'Litany of failings' in Indigenous death in custody
A coroner has pointed to a "litany of failings and shortcomings" in the management and care of an Indigenous man who died after an altercation with prison officers while in custody in South Australia.
Deputy State Coroner Jayne Basheer says the death of Wayne Fella Morrison cannot be directly attributed to the restraint applied to the 29-year-old, which included the use of a spit hood, during the incident at Adelaide's Yatala Labour Prison in 2016.
"No single factor or mechanism can be identified as the sole underlying cause or explanation for Mr Morrison's cardiac arrest," the coroner said in her findings on Friday.
"The potential causes are multifactorial in nature and include the effects of marked physical exertion, emotional and psychological stress and underlying coronary artery disease."
Ms Basheer did not make any adverse findings against the guards involved in the prison incident and said the level of force used was reasonable, necessary and not excessive.
But she was highly critical of the department including the inadequate training of officers at Yatala and other aspects of Mr Morrison's care.
"The evidence has revealed a litany of failings and shortcomings at every stage of Mr Morrison's management whilst he was in the care and custody of the Department for Correctional Services," the coroner said.
"To compound matters, the evidence has revealed serious deficiencies in the training of correctional officers at Yatala and their ability to manage a major incident."
More specifically, Ms Basheer said prison officials had failed to identify Mr Morrison as Aboriginal on admission and said the officer who conducted his initial interview was not qualified to do so.
Nor had the officer raised a notice of concern in relation to the prisoner's mental health.
"If a notice of concern had been raised, Mr Morrison would have been referred to an intervention team for assessment by medical professionals. He was entitled to that assessment," the coroner said.
"I cannot eliminate the possibility that intervention at this time may have prevented Mr Morrison's death."
Ms Basheer said a number of important documents related to Mr Morrison's care in custody had also gone missing, including a seven-day observation form, which made her unable to tell if any behaviours of concern were noted.
As a first-time Aboriginal prisoner, he was the very person that such a form was designed to protect, she said.
At one stage and in a flawed process, Mr Morrison was transferred to police cells at suburban Holden Hill where the conditions were "barbaric and inhumane".
"The conditions are more akin to punishment or solitary confinement. It is shocking that in the 21st century any person, including prisoners, would be housed overnight in such appalling conditions," the coroner said.
Before his death, Mr Morrison had been held in custody for about a week on an assault charge after being refused bail.
The altercation with prison officers came as he was being taken for a court appearance by video link.
Once restrained, he was lifted into a van and placed face down but was blue and unresponsive when he was pulled out.
Despite resuscitation attempts, he did not regain consciousness and died in hospital three days later.
In her recommendations, Ms Basheer said given the extent of Department for Correctional Services' failings, it was inappropriate that it be left to remedy its own issues and called for an independent board of inquiry.
Mr Morrison's family was understood to be considering the coroner's findings and would respond at a later time.
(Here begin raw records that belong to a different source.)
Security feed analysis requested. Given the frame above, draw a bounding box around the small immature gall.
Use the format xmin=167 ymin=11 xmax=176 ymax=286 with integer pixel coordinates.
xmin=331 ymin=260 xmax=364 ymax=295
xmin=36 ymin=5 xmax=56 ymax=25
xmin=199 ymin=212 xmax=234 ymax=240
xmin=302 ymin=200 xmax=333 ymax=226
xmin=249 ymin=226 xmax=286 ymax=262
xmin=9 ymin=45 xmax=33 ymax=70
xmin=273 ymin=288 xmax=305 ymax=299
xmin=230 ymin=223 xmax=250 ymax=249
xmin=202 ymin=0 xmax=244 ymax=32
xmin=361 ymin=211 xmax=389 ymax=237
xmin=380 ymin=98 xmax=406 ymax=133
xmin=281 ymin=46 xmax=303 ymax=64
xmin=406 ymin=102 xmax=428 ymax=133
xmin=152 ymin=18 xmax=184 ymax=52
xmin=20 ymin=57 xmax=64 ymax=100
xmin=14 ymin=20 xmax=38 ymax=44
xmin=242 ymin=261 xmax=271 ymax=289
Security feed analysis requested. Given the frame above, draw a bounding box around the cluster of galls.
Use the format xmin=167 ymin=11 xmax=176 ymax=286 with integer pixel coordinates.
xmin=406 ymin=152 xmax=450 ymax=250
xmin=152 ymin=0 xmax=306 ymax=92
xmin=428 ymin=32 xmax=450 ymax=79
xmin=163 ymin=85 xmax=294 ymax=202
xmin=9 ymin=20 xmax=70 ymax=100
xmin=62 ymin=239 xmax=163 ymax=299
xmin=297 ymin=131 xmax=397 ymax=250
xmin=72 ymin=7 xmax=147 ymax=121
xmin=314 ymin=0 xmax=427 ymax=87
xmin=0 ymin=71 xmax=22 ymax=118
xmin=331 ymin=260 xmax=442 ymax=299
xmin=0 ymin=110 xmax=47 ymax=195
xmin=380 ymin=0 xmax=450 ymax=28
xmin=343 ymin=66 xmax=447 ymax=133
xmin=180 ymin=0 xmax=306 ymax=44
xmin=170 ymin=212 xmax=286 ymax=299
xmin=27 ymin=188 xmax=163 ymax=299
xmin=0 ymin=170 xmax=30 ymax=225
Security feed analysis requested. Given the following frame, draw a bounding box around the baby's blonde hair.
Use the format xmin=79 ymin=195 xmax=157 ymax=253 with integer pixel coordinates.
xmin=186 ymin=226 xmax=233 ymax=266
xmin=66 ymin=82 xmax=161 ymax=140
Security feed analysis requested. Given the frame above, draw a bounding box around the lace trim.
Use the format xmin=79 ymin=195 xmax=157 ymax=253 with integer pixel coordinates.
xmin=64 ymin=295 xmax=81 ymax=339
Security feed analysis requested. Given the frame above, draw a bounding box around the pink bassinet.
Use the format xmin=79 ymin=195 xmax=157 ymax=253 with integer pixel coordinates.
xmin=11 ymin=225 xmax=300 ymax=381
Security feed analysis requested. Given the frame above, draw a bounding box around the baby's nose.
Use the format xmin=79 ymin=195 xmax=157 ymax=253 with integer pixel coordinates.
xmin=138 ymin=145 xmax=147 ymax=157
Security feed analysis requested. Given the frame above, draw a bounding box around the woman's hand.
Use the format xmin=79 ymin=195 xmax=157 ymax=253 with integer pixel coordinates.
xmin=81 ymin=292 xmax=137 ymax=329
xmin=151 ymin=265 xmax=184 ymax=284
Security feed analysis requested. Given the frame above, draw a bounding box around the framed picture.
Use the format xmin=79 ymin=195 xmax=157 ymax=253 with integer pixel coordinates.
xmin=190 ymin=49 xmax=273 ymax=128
In a statement, Correctional Services Minister Joe Szakacs acknowledged the family's pain and anguish.
"I hope that the handing down of the deputy coroner's findings today goes at least in some small part towards the family finally being able to receive definitive answers and find some closure," he said.
The minister said the government would consider the findings and recommendations and compare those recommendations to what had already been implemented.